Imported Dependencies libs and their licenses

No new OAP-side dependencies. All processing uses existing OTLP receiver, native trace receiver, OAL, LAL, and MAL infrastructure.

The mini-program-monitor SDK itself (Apache-2.0) is an external dependency of the user’s mini-program project, not of OAP. The showcase data generator images bundle the SDK’s compiled JS, same license.

Compatibility

  • Configuration: two new layers + a new menu section + new MAL/LAL rule files — additive, opt-in.
  • Storage: no new storage structures. Uses existing trace / metric / log storage.
  • Protocols: no protocol changes. Uses existing OTLP and SkyWalking native receivers.
  • Layer mapping: the change to CommonAnalysisListener.getLayer() is additive — it only redirects traffic carrying the two new component ids; all other segments continue to resolve to Layer.GENERAL / Layer.FAAS as today.
  • Component library: 10002 and 10003 are newly reserved ids in the JavaScript range [10000, 11000); no collision with existing entries.
  • SDK version recommendation: mini-program-monitor ≥ v0.4.0 is the recommended baseline. v0.3.0 also works but with the legacy instance-id behavior below.
    • SDK ≤ v0.2.x emits componentId = 10001 (ajax-inherited) — its segments resolve to Layer.GENERAL and do not benefit from this SWIP’s layer / topology integration. OTLP metrics + logs still flow through MAL / LAL because they key on the miniprogram.platform resource attribute, which v0.2 already emits.
  • Instance entity behavior across SDK versions:
    • SDK ≤ v0.3.x auto-generated service.instance.id = mp-{random} per session, creating one OAP instance entity per device — usually undesirable.
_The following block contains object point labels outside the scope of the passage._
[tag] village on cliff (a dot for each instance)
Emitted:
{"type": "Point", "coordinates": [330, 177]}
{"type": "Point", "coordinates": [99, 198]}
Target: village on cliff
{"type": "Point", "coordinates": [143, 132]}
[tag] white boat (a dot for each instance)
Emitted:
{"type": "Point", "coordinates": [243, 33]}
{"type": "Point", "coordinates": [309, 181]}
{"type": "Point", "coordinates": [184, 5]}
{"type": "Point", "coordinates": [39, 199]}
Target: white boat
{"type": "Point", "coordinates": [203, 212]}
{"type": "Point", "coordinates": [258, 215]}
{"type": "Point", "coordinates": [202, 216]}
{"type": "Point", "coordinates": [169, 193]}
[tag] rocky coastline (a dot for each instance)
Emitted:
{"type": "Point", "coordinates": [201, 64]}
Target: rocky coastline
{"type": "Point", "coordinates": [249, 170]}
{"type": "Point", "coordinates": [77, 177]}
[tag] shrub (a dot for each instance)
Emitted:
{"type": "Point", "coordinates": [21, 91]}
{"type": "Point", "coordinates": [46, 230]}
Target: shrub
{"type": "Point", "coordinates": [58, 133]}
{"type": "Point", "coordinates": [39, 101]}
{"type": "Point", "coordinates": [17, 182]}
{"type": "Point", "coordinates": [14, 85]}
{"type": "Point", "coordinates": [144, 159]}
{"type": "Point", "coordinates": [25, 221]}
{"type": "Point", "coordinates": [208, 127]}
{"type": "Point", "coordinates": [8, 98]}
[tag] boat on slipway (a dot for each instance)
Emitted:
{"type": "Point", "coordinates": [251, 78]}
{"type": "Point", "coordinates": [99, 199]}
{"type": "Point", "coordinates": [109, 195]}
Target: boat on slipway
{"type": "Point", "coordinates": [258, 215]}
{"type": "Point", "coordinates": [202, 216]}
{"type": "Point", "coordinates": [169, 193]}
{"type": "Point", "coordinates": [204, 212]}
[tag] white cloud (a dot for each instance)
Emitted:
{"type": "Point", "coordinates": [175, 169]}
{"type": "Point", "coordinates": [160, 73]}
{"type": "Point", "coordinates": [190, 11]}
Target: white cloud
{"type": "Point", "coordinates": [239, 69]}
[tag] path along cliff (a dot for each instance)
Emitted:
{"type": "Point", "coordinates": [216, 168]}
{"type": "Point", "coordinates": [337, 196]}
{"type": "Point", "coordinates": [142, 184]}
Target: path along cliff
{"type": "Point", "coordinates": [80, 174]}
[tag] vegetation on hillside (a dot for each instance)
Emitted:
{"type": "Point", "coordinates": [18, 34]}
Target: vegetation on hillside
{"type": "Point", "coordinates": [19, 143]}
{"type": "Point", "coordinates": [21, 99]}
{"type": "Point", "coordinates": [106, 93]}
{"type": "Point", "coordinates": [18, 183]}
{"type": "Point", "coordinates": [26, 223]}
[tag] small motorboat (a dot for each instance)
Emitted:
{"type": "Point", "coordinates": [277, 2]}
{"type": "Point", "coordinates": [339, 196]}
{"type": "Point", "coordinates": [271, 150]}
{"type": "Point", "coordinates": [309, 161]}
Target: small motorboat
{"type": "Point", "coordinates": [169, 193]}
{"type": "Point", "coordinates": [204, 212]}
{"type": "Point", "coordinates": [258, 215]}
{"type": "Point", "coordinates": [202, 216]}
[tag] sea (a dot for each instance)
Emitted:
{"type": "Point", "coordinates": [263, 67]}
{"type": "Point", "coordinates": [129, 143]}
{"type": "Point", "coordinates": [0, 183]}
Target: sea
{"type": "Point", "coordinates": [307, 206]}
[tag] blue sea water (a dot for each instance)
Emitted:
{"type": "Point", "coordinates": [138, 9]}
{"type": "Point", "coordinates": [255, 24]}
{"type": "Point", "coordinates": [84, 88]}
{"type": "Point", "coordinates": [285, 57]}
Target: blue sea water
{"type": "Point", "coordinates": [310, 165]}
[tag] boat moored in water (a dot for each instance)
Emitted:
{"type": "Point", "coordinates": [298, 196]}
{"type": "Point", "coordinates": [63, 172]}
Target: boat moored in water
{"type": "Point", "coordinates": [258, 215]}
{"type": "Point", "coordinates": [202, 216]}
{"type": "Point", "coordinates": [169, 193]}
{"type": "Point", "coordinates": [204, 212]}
Operators on v0.3.x can avoid this by passing init({ serviceInstance: serviceVersion }) explicitly.
    • SDK ≥ v0.4.0 leaves service.instance.id unset by default. The three signal pipelines then handle absence differently (see §2 “Instance coherence” table): native segments produce a literal - instance entity; OTLP logs and metrics create no instance entity at all. Per-instance dashboards are meaningful only when the operator sets serviceInstance.
    • Recommended operator pattern (SDK docs + e2e CI): set serviceInstance to a version-scoped value (mirroring service.version or a release tag). Then all three signal pipelines aggregate under the same OAP instance entity.
    • Dashboards built against pre-v0.4 traffic see a long tail of mp-* instance ids; after upgrade with no serviceInstance set, only the segment-side - entity remains. Set serviceInstance to keep populated per-version dashboards.
  • server.address sentinel change in SDK v0.4.0: when the request URL has no parseable https?://host prefix, OTLP now omits server.address (was "unknown") and segments substitute - for peer. MAL queries that group / filter on server.address == "unknown" need to union the old sentinel with the new behavior for data spanning the v0.3 → v0.4 upgrade boundary.

General usage docs

Prerequisites

  • Mini program instrumented with mini-program-monitor ≥ v0.4.0 recommended (clean serviceInstance defaults). v0.3.0 still works with manual serviceInstance: serviceVersion workaround.
  • SkyWalking OAP with the changes from this SWIP — OTLP HTTP receiver enabled (default on core REST port 12800), and the two new component ids registered

Mini Program Setup

// WeChat (app.js)
const { init } = require('mini-program-monitor');
App({
  onLaunch() {
    init({
      service: 'my-mini-program',
      serviceVersion: 'v1.2.0',
      // SDK ≥ v0.4.0 recommendation: set serviceInstance to a version-scoped value
      // (mirroring service.version or a release tag). Leaving it unset means OTLP
      // metrics + logs do not produce an instance entity at all (segments produce a
      // literal `-`); per-version / per-release dashboards need this.
      serviceInstance: 'v1.2.0',
      collector: 'https://<oap-host>',
      platform: 'wechat',                  // optional — auto-detected
      enable: { tracing: true },           // opt-in: SkyWalking native segments
    });
  },
});
// Alipay (app.js) — same API, different platform attribute
init({
  service: 'my-mini-program',
  serviceVersion: 'v1.2.0',
  serviceInstance: 'v1.2.0',
  collector: 'https://<oap-host>',
  platform: 'alipay',
  enable: { tracing: true },
});

SkyWalking OAP Configuration

Append the mini-program glob to enabledOtelMetricsRules and the LAL file to lalFiles in application.yml (preserve the existing defaults — don’t replace them):

receiver-otel:
  selector: ${SW_OTEL_RECEIVER:default}
  default:
    enabledHandlers: ${SW_OTEL_RECEIVER_ENABLED_HANDLERS:"otlp-traces,otlp-metrics,otlp-logs"}
    enabledOtelMetricsRules: ${SW_OTEL_RECEIVER_ENABLED_OTEL_METRICS_RULES:"<existing defaults>,miniprogram/*"}

log-analyzer:
  selector: ${SW_LOG_ANALYZER:default}
  default:
    lalFiles: ${SW_LOG_LAL_FILES:"<existing defaults>,miniprogram"}

miniprogram/* picks up all four MAL files under otel-rules/miniprogram/. The existing defaults (distributed with OAP) are a long list including apisix, ios/*, kafka/*, and the default LAL rule — these must be kept; otherwise non–mini-program workloads lose their MAL / LAL wiring.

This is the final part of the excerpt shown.